Denis Robert a précisé dans un billet un certain nombre de choses sur son projet à venir. On sait déjà le nom de son média, et aussi la forme juridique qu’il va prendre — une SCIC (pas tout à fait) comme Le Média. A priori, c’est une bonne nouvelle. Les médias indépendants sont complémentaires du point de vue du “consommateur” d’infos, du citoyen. Même si naturellement ils entretiennent un rapport qui est plus proche de la “coopétition” (coopération ET compétition) que de la compétition pure et dure. C’est donc une bonne nouvelle, même si l’on peut être comme moi perplexe face aux manoeuvres et intrigues de ceux qui, soutenant ce projet, ne cessent de vouloir “tuer” Le Média en entretenant des polémiques. Comme si la mort de l’un était la condition de la naissance de l’autre.

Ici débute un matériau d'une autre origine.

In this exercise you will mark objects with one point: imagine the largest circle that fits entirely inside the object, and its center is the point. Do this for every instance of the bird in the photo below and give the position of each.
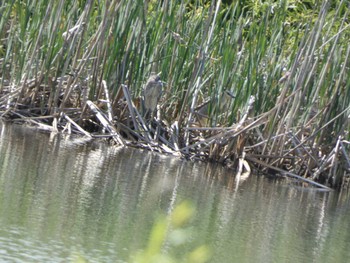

- Lors de la dernière crise au Média, lancée par un article du Monde informé par des sources en interne et portée à son apogée par la fameuse vidéo où Denis demande que les socios votent “projet contre projet”, un slogan a été martelé par ses soutiens. Un socio = une voix. Nous avons objecté que les socios, qui ne travaillent pas avec nous, ne pouvaient pas nous imposer une organisation interne qu’ils ne subiraient pas. Nous n’avons pas toujours été entendus. Il fallait voter, comme dans le cadre d’un RIC… En toutes matières… Le projet de SCIC avec des collèges — salariés (40%), socios (40%), bénévoles (10%) et partenaires (10%) — a été dénoncé par certains parce qu’au final, le poids d’un salarié était plus important que celui d’un socio. On pouvait imaginer que cette approche soit présente dans le média de celui qui a porté cette idée de “vote des socios”. En fait, non. Elle sera une SCIC par collèges. Il y en aura 5, tandis que la SCIC Le Média en aura 4. Le collège en moins est celui des bénévoles. Les collèges en plus sont : le collège des fondateurs et celui des “mécènes”. Ces deux entités auront des voix prépondérantes. Là où au Média, un socio qui aura acheté 1000 parts sociales aura la même voix qu’un socio qui en aura acheté 5.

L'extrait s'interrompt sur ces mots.